- Born: 1976
- Alma mater: University of Cambridge ;
- Parent(s): Martias Fangiono ;
- Relatives: Wirashery Fangiono, Wirasneny Fangiono, Ciliandrew Fangiono, Wirastuty Fangiono
- Awards: Tatler 500 Indonesia; Asia's Most Influential Indonesia (2021) ;

= Ciliandra Fangiono =

Indonesian businessman

Ciliandra Fangiono is an Indonesian businessman and palm oil investor. He is the chief executive officer of First Resources, a palm oil company registered in Singapore with plantation assets located entirely in Indonesia.

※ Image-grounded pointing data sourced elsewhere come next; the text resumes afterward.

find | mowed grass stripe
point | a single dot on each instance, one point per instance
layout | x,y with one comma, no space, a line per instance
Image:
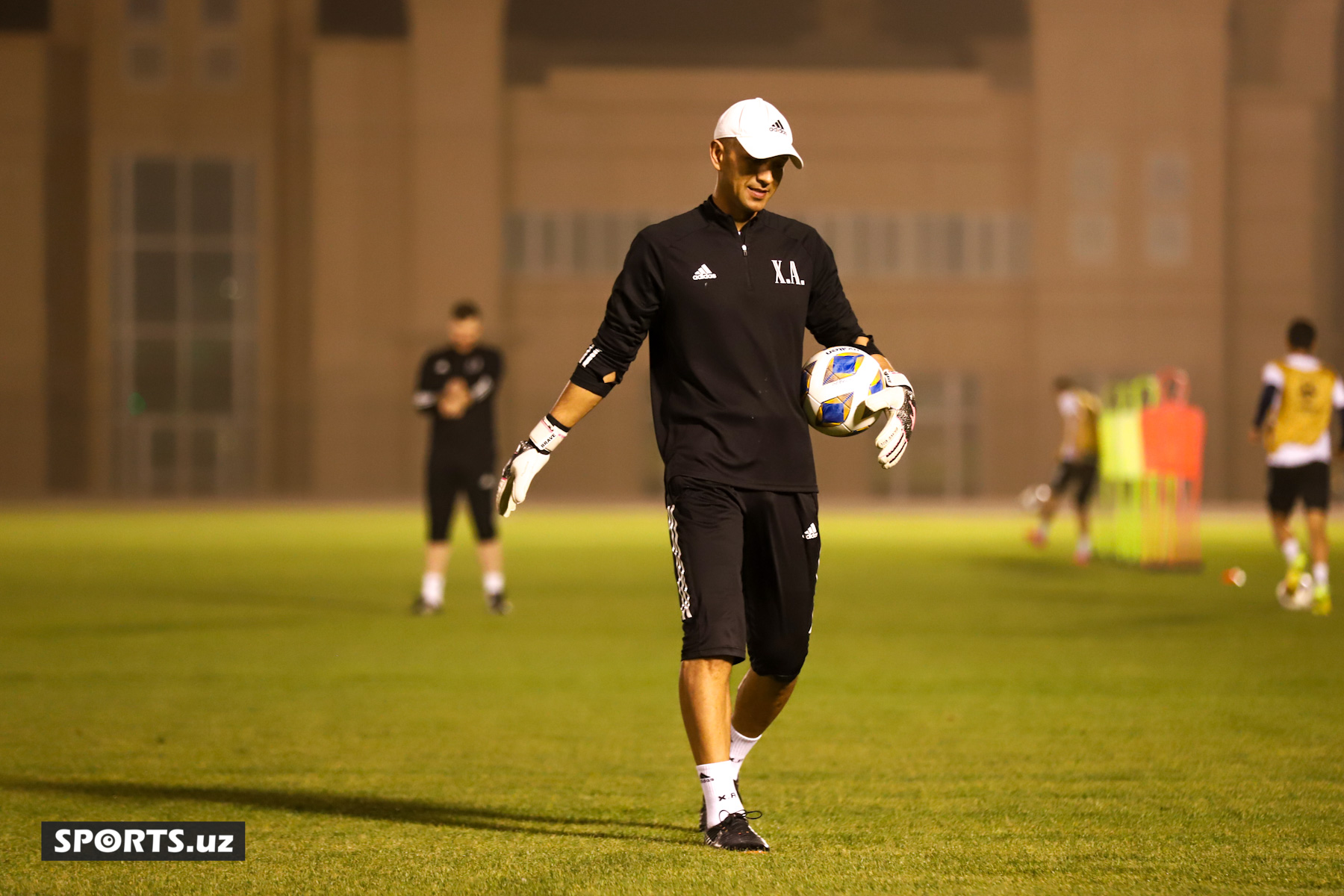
974,716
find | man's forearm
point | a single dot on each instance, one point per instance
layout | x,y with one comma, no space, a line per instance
573,405
882,359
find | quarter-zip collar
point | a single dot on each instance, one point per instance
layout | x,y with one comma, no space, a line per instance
710,210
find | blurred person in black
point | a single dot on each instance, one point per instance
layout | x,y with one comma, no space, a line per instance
456,390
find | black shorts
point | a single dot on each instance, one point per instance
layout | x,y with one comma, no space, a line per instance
1078,473
746,573
1310,482
445,482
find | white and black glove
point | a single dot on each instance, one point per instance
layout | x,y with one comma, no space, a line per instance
529,458
898,399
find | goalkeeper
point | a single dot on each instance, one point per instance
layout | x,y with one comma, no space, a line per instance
724,294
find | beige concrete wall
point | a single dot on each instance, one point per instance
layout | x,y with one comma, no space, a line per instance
1130,196
456,97
23,440
362,349
638,140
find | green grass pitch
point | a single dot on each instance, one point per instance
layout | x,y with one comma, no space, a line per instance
974,718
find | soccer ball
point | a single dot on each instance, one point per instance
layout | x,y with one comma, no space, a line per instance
1298,600
835,385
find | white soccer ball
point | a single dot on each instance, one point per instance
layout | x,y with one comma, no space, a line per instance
835,385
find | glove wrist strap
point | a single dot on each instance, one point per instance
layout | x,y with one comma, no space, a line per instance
547,435
893,379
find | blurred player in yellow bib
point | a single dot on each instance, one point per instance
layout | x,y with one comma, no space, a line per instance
1300,399
1078,410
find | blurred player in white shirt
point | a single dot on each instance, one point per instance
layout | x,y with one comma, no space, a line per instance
1078,410
1298,401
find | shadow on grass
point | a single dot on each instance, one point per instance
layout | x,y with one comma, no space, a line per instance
414,812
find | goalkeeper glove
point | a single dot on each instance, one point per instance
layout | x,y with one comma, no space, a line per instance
898,399
529,458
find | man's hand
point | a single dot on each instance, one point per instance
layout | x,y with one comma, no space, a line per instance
456,399
529,458
898,399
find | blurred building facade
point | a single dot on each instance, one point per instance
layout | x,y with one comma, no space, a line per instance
234,226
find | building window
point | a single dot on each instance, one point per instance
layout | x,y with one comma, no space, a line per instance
218,13
147,62
944,458
220,65
184,335
146,13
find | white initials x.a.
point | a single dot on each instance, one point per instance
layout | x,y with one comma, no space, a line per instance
793,273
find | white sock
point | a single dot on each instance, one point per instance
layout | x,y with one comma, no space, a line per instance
738,747
721,790
432,588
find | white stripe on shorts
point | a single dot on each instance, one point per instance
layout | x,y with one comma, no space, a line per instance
683,591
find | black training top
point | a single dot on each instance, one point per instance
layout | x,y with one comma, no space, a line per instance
470,438
725,314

His family owns a majority stake in the company, which was founded by his father in 1992. According to Forbes, he has an estimated networth of $2.35B.

== Career ==
He has a Bachelor's and Master of Arts in Economics degree from Cambridge University, UK. During his studies at Cambridge, he was a Senior Scholar in Economics and won the PriceWaterhouse Book Prize.

Ciliandra first started working at Merrill Lynch in Singapore.

== Personal life ==
His brother Cik Sigih Fangiono is the deputy chief executive of First Resources. Fangiono is married to Serene Lim Mei Jin and has four children.